According to Axios, OpenAI CEO Sam Altman reached out on Monday to Emil Michael, the undersecretary of Defense for research and engineering, to
rework part of the contract and add additional protections regarding the
surveillance of Americans. The deal terms now explicitly prohibit OpenAI's technology from being used on "commercially acquired" data, whereas the deal previously only referred to private information.

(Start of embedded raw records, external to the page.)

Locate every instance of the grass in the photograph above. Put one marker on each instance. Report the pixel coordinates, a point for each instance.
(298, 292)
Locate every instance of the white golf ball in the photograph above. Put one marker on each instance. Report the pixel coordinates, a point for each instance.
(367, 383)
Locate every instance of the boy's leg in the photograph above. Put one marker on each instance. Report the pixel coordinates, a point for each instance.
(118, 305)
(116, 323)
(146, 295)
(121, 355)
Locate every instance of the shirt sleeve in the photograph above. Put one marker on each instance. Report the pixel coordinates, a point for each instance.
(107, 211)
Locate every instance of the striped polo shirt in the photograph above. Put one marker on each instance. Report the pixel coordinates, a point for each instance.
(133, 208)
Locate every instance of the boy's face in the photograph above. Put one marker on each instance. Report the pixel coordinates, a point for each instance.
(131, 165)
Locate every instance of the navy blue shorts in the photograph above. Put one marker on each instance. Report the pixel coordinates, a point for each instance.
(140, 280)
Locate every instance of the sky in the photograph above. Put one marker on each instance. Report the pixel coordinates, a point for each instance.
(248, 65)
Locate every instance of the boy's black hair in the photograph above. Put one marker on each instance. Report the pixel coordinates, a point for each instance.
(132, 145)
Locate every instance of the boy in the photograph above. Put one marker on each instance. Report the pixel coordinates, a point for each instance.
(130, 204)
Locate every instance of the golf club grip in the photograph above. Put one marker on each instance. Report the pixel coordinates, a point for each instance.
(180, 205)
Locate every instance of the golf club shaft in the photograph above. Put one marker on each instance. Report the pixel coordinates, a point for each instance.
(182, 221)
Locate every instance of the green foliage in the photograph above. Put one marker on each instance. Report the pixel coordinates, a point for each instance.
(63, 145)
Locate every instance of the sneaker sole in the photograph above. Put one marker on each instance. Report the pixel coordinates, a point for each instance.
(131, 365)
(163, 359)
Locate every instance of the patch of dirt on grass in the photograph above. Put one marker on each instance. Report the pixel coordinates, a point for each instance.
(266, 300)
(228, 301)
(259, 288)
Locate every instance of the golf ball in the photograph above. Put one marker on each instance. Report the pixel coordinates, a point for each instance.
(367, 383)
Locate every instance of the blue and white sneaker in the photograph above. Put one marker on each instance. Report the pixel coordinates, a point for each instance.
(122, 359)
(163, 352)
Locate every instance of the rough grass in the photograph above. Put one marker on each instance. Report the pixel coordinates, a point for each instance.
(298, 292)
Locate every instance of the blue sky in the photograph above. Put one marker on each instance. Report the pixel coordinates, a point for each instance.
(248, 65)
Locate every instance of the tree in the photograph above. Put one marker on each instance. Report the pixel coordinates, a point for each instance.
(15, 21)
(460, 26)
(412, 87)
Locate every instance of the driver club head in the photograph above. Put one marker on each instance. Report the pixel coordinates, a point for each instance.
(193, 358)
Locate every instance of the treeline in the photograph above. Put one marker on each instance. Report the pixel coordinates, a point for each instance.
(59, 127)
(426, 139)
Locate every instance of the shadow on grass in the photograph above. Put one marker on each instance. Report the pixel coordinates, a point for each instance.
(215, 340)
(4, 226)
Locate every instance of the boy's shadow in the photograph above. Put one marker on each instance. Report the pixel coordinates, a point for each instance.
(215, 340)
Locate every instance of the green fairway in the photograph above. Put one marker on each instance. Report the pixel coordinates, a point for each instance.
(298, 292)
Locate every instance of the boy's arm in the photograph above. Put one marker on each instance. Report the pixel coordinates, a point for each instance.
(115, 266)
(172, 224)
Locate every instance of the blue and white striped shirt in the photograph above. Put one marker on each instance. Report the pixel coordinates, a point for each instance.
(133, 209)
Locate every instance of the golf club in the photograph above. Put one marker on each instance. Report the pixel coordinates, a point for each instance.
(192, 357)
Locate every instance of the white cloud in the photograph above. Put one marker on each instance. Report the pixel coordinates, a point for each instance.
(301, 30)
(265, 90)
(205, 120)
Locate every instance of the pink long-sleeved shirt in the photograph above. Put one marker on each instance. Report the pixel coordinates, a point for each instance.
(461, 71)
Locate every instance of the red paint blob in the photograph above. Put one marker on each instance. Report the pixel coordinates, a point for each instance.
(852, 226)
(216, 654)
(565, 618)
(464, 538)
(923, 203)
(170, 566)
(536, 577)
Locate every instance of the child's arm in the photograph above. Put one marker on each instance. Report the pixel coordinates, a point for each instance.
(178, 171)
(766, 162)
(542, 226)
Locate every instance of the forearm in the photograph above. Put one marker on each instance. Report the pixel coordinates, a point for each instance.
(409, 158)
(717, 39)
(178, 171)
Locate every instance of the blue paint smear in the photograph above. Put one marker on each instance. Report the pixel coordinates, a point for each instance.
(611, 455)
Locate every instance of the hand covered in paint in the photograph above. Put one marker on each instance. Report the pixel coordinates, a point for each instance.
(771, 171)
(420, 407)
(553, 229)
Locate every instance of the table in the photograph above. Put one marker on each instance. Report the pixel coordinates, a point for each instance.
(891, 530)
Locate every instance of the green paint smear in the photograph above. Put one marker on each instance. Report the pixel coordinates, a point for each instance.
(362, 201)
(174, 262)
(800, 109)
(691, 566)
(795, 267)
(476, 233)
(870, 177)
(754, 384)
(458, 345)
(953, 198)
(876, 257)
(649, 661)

It was probably not lost on Altman that
Anthropic became the No.1 most downloaded app on the Apple App Store over the weekend, displacing ChatGPT, in the wake of the Pentagon deal news. In a note to OpenAI employees on Monday that Altman
later posted to X, he said he regretted moving so fast to "get this out" on Friday. "We were genuinely trying to de-escalate things and avoid a much worse outcome, but I think it just looked opportunistic and sloppy. Good learning experience for me as we face higher-stakes decisions in the future," Altman said. (He then
followed up in another post, with yet more thoughts).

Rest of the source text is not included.